Nach der Geiselnahme in der Justizvollzugsanstalt Münster am vergangenen Freitag laufen die Ermittlungen weiter. Fest steht jetzt: Der Geiselnehmer, ein 40-jähriger Häftling, wurde von mehreren Kugeln aus Polizeiwaffen getroffen. 

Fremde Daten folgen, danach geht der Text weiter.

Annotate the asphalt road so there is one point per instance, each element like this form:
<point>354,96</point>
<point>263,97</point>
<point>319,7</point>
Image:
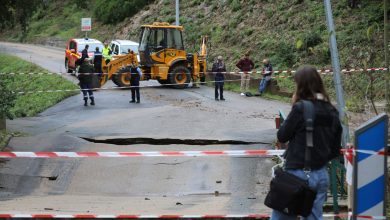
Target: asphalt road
<point>182,185</point>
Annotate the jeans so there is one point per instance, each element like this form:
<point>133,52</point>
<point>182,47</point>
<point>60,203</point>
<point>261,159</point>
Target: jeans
<point>219,86</point>
<point>86,90</point>
<point>263,84</point>
<point>319,181</point>
<point>134,83</point>
<point>245,79</point>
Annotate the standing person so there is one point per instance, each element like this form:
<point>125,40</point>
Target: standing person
<point>136,75</point>
<point>84,55</point>
<point>326,136</point>
<point>245,65</point>
<point>106,53</point>
<point>97,61</point>
<point>267,73</point>
<point>219,69</point>
<point>85,77</point>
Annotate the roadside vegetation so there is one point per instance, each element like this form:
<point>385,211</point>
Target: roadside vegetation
<point>27,105</point>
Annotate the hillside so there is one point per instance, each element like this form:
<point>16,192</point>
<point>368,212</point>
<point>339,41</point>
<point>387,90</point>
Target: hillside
<point>290,33</point>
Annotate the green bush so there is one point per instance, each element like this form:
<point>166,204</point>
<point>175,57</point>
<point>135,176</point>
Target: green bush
<point>112,12</point>
<point>7,98</point>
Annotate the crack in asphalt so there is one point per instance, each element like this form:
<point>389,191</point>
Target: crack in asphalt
<point>169,141</point>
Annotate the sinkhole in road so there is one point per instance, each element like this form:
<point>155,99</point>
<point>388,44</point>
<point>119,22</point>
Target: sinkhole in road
<point>169,141</point>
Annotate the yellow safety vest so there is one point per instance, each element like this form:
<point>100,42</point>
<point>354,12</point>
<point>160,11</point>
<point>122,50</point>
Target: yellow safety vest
<point>106,53</point>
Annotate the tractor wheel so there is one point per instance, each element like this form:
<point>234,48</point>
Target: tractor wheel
<point>180,77</point>
<point>162,81</point>
<point>115,79</point>
<point>67,66</point>
<point>122,79</point>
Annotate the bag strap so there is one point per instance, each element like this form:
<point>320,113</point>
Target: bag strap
<point>308,115</point>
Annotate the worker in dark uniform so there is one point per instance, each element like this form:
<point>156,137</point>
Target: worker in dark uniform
<point>85,77</point>
<point>219,70</point>
<point>97,61</point>
<point>136,75</point>
<point>84,55</point>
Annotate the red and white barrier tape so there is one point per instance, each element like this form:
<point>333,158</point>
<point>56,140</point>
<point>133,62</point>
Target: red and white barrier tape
<point>116,88</point>
<point>228,153</point>
<point>322,71</point>
<point>174,216</point>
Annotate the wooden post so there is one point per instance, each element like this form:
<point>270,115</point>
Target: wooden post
<point>3,125</point>
<point>386,49</point>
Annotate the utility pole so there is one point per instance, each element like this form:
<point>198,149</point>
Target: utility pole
<point>336,71</point>
<point>177,13</point>
<point>386,47</point>
<point>340,102</point>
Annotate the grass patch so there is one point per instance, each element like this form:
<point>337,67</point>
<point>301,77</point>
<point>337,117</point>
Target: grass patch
<point>28,105</point>
<point>4,138</point>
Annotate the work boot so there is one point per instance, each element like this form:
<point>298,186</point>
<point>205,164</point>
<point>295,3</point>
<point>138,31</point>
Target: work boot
<point>92,100</point>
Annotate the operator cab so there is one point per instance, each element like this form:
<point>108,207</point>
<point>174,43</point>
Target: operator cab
<point>160,43</point>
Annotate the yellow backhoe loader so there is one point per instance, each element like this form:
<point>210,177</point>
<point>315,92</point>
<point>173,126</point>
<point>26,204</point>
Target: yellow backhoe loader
<point>162,57</point>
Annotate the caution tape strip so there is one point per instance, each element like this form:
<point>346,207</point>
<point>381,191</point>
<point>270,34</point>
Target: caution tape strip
<point>116,88</point>
<point>322,71</point>
<point>174,216</point>
<point>228,153</point>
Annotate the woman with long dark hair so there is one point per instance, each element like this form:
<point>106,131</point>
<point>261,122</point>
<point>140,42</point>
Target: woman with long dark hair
<point>326,137</point>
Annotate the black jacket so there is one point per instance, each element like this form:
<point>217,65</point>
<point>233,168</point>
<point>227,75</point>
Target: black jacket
<point>86,68</point>
<point>219,69</point>
<point>326,136</point>
<point>267,69</point>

Dienstag, 20.10.2020, 10:20 Uhr aktualisiert: 20.10.2020, 17:39 Uhr
Während des rund dreistündigen Einsatzes war die Justizvollzugsanstalt an der Gartenstraße (im Hintergrund) weiträumig abgeriegelt.
Während des rund dreistündigen Einsatzes war die Justizvollzugsanstalt an der Gartenstraße (im Hintergrund) weiträumig abgeriegelt. Foto: Matthias Ahlke

Der Häftling, der bei der Befreiung einer Geisel im Gefängnis in Münster getötet wurde , ist von mehreren Kugeln aus Polizeiwaffen getroffen worden. Das hat die Obduktion der Leiche ergeben, wie Oberstaatsanwalt Martin Botzenhardt am Dienstag der Deutschen Presse-Agentur sagte. Einer der Schüsse sei tödlich gewesen, wie die Untersuchung am Montag ergeben habe. Weitere Details nannte der Sprecher der Staatsanwaltschaft mit Hinweis auf das laufende Ermittlungsverfahren nicht.

Spezialeinsatzkräfte werden als Zeugen geführt

Die Beamten der Spezialkräfte, die am vergangenen Freitag bei dem Einsatz dabei waren, werden als Zeugen in dem Verfahren um den getöteten 40-Jährigen geführt. «Wir gehen weiterhin davon aus, dass der Einsatz der Schusswaffen rechtmäßig war», sagte der Sprecher der Staatsanwaltschaft Münster.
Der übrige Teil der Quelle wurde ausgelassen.